In this column we welcome editor, author, journalist and relaxolutionary Brian Dean. His website Anxietyculture.com really helps takes the edge off. Welcome, dude. Bar’s over there.
By Brian Dean
Social Commandment No. 13: Thou shalt not avoid problems or responsibilities
An unfortunate result of this commandment is that by the time we become adults, our avoidance and evasion skills are badly under-developed. When we finally get high blood pressure or ulcers, we need to drop social duties and quit work, but nothing in our upbringing tells us how to make this escape.
A mind that sees “avoiding responsibility” as cowardly and dishonorable will never achieve full relaxation (i.e. letting go of all concerns). It’s impossible to be duty-bound and happy at the same time, which is why those who obey social commandments usually look unsatisfied.
The more we dwell on responsibilities, the more responsibilities we get.
Preoccupation with work, obligations and duties is a potent form of negative self-hypnosis. For example, every time a compulsively house-proud person tidies up, he/she becomes more sensitive to the onset of untidiness.
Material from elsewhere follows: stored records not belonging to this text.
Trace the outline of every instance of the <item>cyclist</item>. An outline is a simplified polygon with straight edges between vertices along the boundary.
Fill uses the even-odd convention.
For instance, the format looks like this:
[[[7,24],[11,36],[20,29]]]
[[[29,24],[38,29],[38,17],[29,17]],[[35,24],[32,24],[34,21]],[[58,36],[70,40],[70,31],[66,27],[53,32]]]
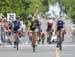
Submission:
[[[36,22],[36,28],[38,29],[38,32],[37,32],[38,44],[40,44],[41,42],[41,22],[38,19],[36,19],[35,22]]]
[[[36,22],[33,19],[31,20],[31,25],[29,26],[28,32],[29,32],[29,39],[30,39],[32,47],[33,47],[33,52],[35,52],[38,31],[36,29]]]
[[[19,35],[19,28],[21,26],[20,24],[20,17],[16,17],[16,20],[13,21],[13,31],[14,31],[14,48],[16,48],[17,42],[16,42],[16,38]]]
[[[60,38],[60,32],[62,32],[62,37]],[[64,34],[66,33],[65,31],[65,22],[59,18],[56,22],[56,34],[57,34],[57,47],[60,46],[60,41],[62,42],[64,39]]]
[[[51,43],[51,36],[53,32],[53,20],[50,19],[47,22],[47,42],[50,44]]]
Eventually it becomes a necessary duty to vacuum every thirty minutes, which does nothing but annoy the neighbors.
The ‘required amount’ of work is arbitrarily determined. How often does the car need washing; how much of our work is necessary? More to the point, how little could we get away with? People who talk a lot about duty and responsibility probably never know how much they depress everybody else.
The ‘responsibility’ function of an adult’s brain is to receive the cornucopia of rich sensory impressions from the environment – color, taste, touch, movement, sound – and then translate it all into problems we feel responsible for. We find burdens wherever we look because that’s what we’re educated to do. Social roles such as ‘hard worker’, ‘responsible parent’, ‘devout follower’, etc, merely allow us a choice of burdens to identity with. If we detach ourselves from these burdens, it’s regarded as a moral breakdown.
Minor worries can be postponed indefinitely
The irritation/anxiety reaction to a sudden problem is caused not by the problem itself, but by the thought that we must do something about it (ie that we’re responsible for it). This is a conditioned response which can be reprogrammed with a psychological gimmick. The technique is to do nothing when you notice a problem – or rather, suspend judgment for a few days. Problems often disappear by themselves if they get the chance (especially if they appeared by themselves). In settings tinged with urgency or guilt (e.g. work or family) they don’t usually get the chance.
(If you’re not convinced by this, and you remain attached to solving problems, there’s always the comforting thought that as long as you focus on problems, there’ll be an endless supply of them – which conveniently justifies the need to solve them).
Often the unpleasant effort ‘required’ to solve a problem is just ritualised self-punishment.
The cliché, “never put off until tomorrow..”, can be reversed for people who worry about problems. It’s always better to postpone worrying. An effective postponement device is the ‘worry sheet’, which is a piece of paper for writing down your problem/worry as it occurs – so you can forget it now, and deal with it at some later date. Minor worries can be postponed indefinitely.
Often (and probably subconsciously), the unpleasant effort ‘required’ to solve a problem is just ritualized self-punishment. This results from the dubious belief that we deserve our problems (and thus require punishing). When this notion is replaced with the understanding that you deserve nothing but effortless bliss and happiness, many problems seem to vanish.